FIT - Final Report - Rhodes


Planting Reconciliation

Project lead: Melissa Walter

This project will build on the outcomes of the visions and proposals of successful learners emerging from the Winter 2019 offering of IDS 300. In Winter 2019, we will be offering IDS 300 as a project-based course on both reconceptualizing and relocating the Shakespeare garden previously located at the Chilliwack North campus. The course is described as follows: "a project-based course with the goal of redesigning the Shakespeare garden on UFV's CEP campus in a spirit of Reconciliation. When UFV moved its campus to the CEP site, the Shakespeare garden on the Chilliwack North campus was abandoned. The Friends of Theatre, responsible for the original Shakespeare Garden, have an affinity that has been disrupted by this abandonment.
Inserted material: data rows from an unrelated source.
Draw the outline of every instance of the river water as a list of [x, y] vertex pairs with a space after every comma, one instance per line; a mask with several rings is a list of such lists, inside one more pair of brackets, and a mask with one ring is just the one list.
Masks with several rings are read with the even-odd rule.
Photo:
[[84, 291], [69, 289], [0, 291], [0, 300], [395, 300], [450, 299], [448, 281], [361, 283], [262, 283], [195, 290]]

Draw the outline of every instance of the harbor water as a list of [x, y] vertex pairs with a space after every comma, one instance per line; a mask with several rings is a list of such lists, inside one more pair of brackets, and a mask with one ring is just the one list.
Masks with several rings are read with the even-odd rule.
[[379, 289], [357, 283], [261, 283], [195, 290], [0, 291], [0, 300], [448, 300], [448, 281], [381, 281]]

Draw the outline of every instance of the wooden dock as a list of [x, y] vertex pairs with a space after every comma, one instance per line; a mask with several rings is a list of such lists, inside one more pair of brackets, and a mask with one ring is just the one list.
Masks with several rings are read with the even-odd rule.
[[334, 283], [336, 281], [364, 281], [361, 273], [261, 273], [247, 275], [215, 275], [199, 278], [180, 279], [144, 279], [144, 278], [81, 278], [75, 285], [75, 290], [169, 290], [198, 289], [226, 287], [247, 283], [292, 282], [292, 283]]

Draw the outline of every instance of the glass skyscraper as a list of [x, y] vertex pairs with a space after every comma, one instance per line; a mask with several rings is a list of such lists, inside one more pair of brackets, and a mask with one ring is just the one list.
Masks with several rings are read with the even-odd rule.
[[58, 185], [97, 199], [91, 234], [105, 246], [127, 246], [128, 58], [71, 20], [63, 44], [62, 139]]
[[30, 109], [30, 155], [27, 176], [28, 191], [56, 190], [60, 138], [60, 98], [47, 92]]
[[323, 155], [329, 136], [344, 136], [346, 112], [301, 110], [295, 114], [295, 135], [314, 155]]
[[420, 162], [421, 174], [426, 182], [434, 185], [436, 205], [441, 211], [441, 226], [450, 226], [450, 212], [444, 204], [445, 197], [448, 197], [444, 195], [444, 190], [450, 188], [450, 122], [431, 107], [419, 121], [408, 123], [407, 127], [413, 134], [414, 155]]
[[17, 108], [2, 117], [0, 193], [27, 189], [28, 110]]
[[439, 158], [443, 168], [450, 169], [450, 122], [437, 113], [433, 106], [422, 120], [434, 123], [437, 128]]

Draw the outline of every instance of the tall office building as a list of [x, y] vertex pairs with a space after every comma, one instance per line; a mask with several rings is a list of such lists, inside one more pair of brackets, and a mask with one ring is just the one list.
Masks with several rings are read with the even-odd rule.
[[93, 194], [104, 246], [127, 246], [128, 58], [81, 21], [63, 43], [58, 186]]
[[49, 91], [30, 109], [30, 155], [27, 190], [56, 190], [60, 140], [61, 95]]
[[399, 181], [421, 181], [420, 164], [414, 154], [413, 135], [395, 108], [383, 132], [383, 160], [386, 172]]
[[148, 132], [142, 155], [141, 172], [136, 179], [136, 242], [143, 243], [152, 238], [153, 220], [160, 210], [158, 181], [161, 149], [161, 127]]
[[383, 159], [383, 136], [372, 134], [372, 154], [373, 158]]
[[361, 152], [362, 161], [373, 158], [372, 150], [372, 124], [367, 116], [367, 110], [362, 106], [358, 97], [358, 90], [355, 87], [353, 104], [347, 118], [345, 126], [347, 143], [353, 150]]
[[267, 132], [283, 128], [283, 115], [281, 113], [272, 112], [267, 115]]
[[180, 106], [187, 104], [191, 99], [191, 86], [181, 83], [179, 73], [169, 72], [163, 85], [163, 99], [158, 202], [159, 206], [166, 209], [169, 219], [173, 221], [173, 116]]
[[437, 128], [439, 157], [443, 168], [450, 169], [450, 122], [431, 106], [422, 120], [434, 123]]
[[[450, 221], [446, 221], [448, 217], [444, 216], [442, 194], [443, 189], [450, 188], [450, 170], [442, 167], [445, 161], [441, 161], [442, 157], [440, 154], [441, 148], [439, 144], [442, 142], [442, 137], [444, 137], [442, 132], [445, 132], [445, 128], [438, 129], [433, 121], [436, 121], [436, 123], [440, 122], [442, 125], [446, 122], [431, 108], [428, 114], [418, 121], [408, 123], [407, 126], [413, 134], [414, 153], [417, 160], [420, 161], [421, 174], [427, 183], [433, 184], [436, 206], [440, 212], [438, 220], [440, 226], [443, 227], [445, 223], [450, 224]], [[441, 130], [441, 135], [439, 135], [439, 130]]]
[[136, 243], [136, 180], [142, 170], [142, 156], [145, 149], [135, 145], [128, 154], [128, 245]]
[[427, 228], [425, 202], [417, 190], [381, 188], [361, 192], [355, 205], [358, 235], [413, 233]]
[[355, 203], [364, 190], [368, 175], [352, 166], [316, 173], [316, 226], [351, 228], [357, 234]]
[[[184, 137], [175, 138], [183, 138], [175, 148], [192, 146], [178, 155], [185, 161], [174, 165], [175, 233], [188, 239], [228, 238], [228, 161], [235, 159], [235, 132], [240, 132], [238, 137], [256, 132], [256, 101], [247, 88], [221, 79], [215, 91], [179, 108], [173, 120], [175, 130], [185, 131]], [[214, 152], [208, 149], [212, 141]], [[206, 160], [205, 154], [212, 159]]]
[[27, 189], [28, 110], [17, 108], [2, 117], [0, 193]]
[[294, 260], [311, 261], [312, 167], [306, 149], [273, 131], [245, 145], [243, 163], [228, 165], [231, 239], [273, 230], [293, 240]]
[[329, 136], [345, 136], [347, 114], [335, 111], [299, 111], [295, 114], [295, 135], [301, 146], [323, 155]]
UFV is located, undeniably in the ancestral, and unceded Sto:lo territory. The goal is to design a garden that will be answerable to the historical, legal, botanical, emotional, spiritual, and aesthetic situation: to design a new Shakespeare and Reconciliation garden in a good way." The Winter 2019, course will focus on principles and functions of the design of a new Garden and its reconciliatory properties and will honour the Shakespearean vision of the Friends of Theatre. Our application to the FIT fund is to finalize the design and undertake the planting of the newly proposed garden at the CEP campus, through a second course offering, with the help of students (Agriculture, Biology, Arts), the Indigenous Affairs Office, UFV Facilities staff and gardeners, community volunteers and Elders. Drawing on the strengths of agriculture, biology, indigenous students, English and/or other Arts students, Facilities staff and gardeners, community volunteers, and Elders, we will create the garden space, which includes landscaping, planting, and establishing the garden. The work of the FIT-funded course will build on the reconciliatory vision coming forth from the previous IDS 300 class, and the creators of the garden will start by thoroughly understanding this vision.